The Security Analyst- Pen Testing plays a critical role in facilitating continued growth and execution within our security practice. This highly skilled and detail-oriented Consultant will have deep knowledge in Static Application Security Testing (SAST), Dynamic Application Security Testing (DAST), Software Composition Analysis (SCA), and Hardware Penetration Testing. The ideal candidate will be responsible for identifying vulnerabilities across software and hardware systems, advising on remediation strategies, and communicating findings clearly to both technical and non-technical stakeholders.

Primary Responsibilities:

• Conduct in-depth SAST, DAST, and SCA assessments across a variety of application types (web, mobile, desktop, APIs).
• Perform hardware penetration testing on embedded systems, IoT devices, and industrial control systems (ICS), including debug interface discovery, firmware extraction and analysis, and secure boot review.

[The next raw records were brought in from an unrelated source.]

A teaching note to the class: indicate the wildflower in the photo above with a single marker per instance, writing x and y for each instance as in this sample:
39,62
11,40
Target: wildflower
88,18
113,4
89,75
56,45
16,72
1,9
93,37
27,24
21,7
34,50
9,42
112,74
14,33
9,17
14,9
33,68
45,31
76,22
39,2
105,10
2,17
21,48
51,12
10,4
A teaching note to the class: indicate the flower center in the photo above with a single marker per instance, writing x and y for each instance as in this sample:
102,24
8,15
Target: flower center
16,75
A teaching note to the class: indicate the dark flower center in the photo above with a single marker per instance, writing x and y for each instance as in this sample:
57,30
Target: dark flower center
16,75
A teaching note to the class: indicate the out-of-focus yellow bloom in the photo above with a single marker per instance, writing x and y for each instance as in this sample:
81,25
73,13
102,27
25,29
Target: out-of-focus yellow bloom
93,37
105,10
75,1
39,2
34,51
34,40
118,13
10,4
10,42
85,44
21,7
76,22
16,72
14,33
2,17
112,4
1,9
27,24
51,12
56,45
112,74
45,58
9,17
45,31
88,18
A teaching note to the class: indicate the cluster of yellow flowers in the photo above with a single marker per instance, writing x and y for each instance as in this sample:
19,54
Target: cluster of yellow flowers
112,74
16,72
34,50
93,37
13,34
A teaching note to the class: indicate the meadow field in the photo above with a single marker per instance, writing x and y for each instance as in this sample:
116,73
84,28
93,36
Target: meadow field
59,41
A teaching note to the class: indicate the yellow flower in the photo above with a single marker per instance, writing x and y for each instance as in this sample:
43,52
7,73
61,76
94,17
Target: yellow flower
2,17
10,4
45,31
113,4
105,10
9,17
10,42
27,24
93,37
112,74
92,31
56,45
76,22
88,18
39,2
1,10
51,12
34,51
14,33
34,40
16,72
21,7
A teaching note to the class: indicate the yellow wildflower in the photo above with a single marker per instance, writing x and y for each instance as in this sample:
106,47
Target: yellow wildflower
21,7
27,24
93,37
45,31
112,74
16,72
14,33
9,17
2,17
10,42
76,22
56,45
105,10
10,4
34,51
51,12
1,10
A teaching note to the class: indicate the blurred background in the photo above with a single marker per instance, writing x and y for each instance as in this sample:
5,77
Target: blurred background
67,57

• Develop and maintain threat models, attack trees, and risk assessments for both software and hardware systems.
• Identify and exploit vulnerabilities using both manual techniques and automated tools, simulating real-world attack scenarios.
• Provide detailed technical reports and executive summaries tailored to different audiences, including developers, engineers, and leadership.
• Collaborate with product and engineering teams to prioritize and remediate vulnerabilities, offering secure design and coding recommendations.
• Participate in security architecture reviews and code reviews to identify potential weaknesses early in the development lifecycle.
• Assist in the development and implementation of security testing methodologies, checklists, and standard operating procedures.
• Conduct security tool evaluations and help integrate them into CI/CD pipelines for continuous security testing.
• Lead or support red team/blue team exercises, tabletop simulations, and incident response drills.
• Stay abreast of the latest security trends, vulnerabilities, and threat actor tactics, techniques, and procedures (TTPs).
• Contribute to internal knowledge bases, training sessions, and technical workshops to upskill team members and clients.
• Engage with clients to understand their security needs, define testing scopes, and deliver high-quality consulting services.
• Ensure all testing activities comply with legal, ethical, and organizational guidelines, including responsible disclosure practices.
• Develop and present organized report findings to technical audiences.